I'll note very briefly that content-addressing is also the answer for JSON-LD contexts. If something like Datashards or IPFS were used to host json-ld contexts, each post could link to the exact immutable content-addressed context it was intended to be used with. Servers that use such contexts can "pin" them to keep them available, avoiding a single point of failure (or bandwidth bottleneck).
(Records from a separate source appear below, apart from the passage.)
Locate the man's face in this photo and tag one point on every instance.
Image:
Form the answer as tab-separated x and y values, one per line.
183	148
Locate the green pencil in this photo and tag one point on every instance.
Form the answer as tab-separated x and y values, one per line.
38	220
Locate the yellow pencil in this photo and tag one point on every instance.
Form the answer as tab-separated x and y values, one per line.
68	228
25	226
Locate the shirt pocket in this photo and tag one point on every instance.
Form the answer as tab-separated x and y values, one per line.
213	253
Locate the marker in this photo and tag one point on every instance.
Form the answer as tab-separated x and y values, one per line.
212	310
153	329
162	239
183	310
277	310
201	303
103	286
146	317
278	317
  {"@context": "idsc:p0.JLnUcJN4R1KNvSXm9Ut3Tmg7WfXAKEOx47p01Pk_Htw.2_rCdtnEha1RpD_qyzxhFIjUvLj7crIbzpmzWei5xRk",
   "@type": "Note",
   "content": "Would you read me a bedtime story about the great ontology wars?",
   "sensitive": true}

As one other side-note, I'll also observe that even though the fully expanded version of the above message is:

  {"@type": "urn:sha256:3e1de3b56d2dc1bee7313963462691f9a8f46b068557b75e0e0d14c0994eddc6",
   "urn:sha256:57dc44a1cdcbb7aa976a65a858b4d349ad6110d58d9d546650ce2b0e2b1048e4": "Would you read me a bedtime story about the great ontology wars?",
   "urn:sha256:81d98cf83fcf733400ad5d2a25495feeea47f287193a53a9722f4cb025da88f1": true}

... we never needed to look at it that way because json-ld contexts (and systems like them) are actually petname systems.

Conclusions (and non-conclusions)

Let me clarify a claim I'm not making: we don't need to throw away the old terms for systems like ActivityStreams that are already well understood. However, going forward I do think that using content-addressing of new terms is a good idea. And in the long run, I think content-addressing of json-ld contexts and any documents like them is an absolute must (when they aren't inlined, anyway... but inlining is expensive).
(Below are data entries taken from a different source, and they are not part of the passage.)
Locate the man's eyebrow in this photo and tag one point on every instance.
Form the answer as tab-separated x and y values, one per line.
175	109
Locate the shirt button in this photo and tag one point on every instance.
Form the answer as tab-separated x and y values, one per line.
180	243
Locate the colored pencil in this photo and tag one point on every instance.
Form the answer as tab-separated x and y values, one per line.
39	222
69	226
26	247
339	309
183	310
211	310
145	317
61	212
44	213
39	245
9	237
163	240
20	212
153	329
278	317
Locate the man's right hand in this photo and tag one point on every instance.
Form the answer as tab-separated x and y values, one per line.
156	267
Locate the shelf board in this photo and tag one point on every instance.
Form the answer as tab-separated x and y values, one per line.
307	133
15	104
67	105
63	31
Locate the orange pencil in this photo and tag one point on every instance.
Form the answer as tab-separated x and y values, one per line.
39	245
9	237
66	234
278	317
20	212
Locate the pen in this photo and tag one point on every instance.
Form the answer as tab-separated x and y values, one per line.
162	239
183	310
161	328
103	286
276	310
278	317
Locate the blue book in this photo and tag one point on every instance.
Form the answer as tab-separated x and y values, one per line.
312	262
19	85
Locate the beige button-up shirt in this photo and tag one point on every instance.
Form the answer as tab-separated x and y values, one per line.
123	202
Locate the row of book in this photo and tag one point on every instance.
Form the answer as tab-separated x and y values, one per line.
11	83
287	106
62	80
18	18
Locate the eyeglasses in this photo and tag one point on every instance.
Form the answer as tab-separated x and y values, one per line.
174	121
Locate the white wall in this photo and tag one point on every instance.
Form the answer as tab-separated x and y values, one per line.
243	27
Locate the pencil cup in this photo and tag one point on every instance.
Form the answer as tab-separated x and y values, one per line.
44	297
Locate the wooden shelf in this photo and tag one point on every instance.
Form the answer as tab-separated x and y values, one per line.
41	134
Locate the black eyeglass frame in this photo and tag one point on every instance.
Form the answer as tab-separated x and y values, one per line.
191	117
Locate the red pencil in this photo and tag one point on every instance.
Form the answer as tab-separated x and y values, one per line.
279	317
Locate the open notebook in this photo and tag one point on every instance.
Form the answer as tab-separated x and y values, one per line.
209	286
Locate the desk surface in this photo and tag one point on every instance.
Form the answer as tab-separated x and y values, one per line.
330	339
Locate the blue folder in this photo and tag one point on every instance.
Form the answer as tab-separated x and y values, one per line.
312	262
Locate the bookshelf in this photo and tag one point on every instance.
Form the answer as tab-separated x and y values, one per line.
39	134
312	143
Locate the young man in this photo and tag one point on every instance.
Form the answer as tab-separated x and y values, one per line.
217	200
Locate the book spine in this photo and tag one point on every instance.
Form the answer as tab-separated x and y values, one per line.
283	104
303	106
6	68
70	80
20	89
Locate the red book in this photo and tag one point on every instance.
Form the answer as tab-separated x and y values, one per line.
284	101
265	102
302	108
If we adopted Content Addressed Vocabularies, working on vocabulary extensions to ActivityPub could be a different story. Imagine a git repository that communities can fork to work on new terms. We could have a drafts directory where people hammer out common extension terms, and when they're ready, we simply move them to the extensions directory. Since the names are merely hashes of the contents of that directory, statically generating a webpage that lists all current known and recommended extensions would be trivial. Everything could be handled in issues and PRs, and even if terms aren't merged into the main repo, that's merely a matter of lower term discoverability rather than a hinderance of application itself.

If we moved to content addressed vocabulary, we'd be more free from the perils of downtime and general web bitrot, freer from gatekeeping and governance challenges, but just as free (I'd argue even freer) to collaborate. Moving forward, I intend to ake content addressed approaches to terms I define in my systems, and I encourage you to do the same.